Week 12–Is the Anthropocene Male, Straight, White, and Caucasian? Gender, Sexuality, Race and Ethnicity in the Anthropocene

  • Topics/Questions: Often the Anthropocene is explained as a term describing how a single species changed the planet. But the reality is that within the single species there were great inequalities in the contributions to the changes made. How do perspectives from the Global South, feminists, or other marginalized groups challenge what we’ve come to understand of the Anthropocene?
  • Possible readings: “Indigenizing the Anthropocene” (Zoe Todd); “The Anthropocene and its Victims” (Francois Gemenne); “Painfully, from the first-person singular to first-person plural: the role of feminism in the study of the Anthropocene” (Daniel Kirjner); “Must the Anthropocene be a Manthropocene?” (Kate Raworth); selections from Queer Ecologies: Sex, Nature, Politics, Desire (Catriona Mortimer-Sandilands and Bruce Erickson); “A feminist project of belonging in the Anthropocene” (Gibson-Graham in Gender, Place and Culture 18(1):1–21 (2011)).
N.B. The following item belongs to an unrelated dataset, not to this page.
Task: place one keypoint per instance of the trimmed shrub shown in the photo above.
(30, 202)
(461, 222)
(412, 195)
Week 13–Giving Voice: Storytelling in the Anthropocene

  • Topics/Questions: If injustices of the past could be undone in the anthropocene, whose voices would need to be heard? What would they sound like and what would they say? How would they address issues of politics and power? Agency? Science as a way of knowing?
  • Possible readings: No readings. Readings of student creative writing.

Week 14–Curating the Anthropocene

  • Topics/Questions: What are the other ways, besides written and oral, that we have of telling stories? What do museum exhibitions on the Anthropocene aim to achieve?
  • Possible readings: “In the Planetarium: The Modern Museum on the Anthropocenic Stage” (Vincent Normand); review of museum exhibits such as “Welcome to the Anthropocene” and “Anthropocene Observatory

Week 15–San Francisco Anthropocene Slam

Students will select their own contributions to an Anthropocene Cabinet of Curiosities and then present them as a curated collection of storytelling objects. Guest scholars and other invited panelists will provide commentary on the exhibition.

Note: Inspiration for Weeks 11 and 12 drawn from Anthropocene Curriculum Campus, a project of Haus der Kulturen der Welt and Max Planck Institute for the History of Science.